Twenty-six years ago, as a pediatric intern, I marveled at the power of a new class of antibiotics, the cephalosporins, in treating children with life-threatening infections. 

I recall the warning of my attending physician, who foresaw the day when bacteria would develop resistance to these new drugs. At the time, I had hoped she was wrong. She wasn't. During my residency, my training in infectious diseases, and my long practice in this community, I have watched the steady increase in resistance to this class, and to most classes, of antibiotics.

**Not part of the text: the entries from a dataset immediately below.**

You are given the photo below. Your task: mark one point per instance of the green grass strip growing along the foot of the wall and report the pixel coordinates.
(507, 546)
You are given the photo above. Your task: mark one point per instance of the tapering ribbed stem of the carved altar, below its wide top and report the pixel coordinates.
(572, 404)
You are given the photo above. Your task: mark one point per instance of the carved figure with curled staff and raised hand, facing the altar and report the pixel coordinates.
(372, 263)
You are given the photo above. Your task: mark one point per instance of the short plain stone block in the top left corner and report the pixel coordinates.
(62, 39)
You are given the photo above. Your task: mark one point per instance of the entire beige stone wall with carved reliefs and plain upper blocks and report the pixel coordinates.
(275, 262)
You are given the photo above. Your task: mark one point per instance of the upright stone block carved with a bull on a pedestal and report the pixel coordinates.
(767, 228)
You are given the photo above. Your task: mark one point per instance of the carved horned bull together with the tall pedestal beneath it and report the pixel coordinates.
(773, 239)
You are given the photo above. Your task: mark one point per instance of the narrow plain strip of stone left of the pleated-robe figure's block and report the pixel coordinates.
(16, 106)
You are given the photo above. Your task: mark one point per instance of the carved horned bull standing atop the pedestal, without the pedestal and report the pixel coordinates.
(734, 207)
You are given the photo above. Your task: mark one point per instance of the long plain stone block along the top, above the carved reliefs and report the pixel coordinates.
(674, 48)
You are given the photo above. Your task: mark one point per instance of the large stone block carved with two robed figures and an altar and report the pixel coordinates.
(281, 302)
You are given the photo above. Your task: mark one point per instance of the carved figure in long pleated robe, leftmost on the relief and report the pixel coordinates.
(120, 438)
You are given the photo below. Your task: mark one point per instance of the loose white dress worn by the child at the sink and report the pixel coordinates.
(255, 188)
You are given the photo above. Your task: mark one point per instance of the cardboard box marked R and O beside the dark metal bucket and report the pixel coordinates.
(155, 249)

I have had to treat a child with mastoiditis, a complication of an ear infection, with four weeks of intravenous antibiotics because oral antibiotics were inadequate for the highly resistant bacteria causing the illness.

Many strains of Staphylococcus aureus, a common skin bacterium, are now resistant to multiple drugs. When treating a serious infection, such as a bone infection or pneumonia, due to this bacterium we now must start with antibiotics previously reserved for hospital-­acquired infections.

While treating the infections has become more difficult, most illness-causing bacteria are still sensitive to some antibiotics. However, with continued widespread antibiotic use in humans, and overuse in animals, there will inevitably be further development of resistance. I dread the day when my colleagues and I have no effective antibiotics to treat a seriously ill child."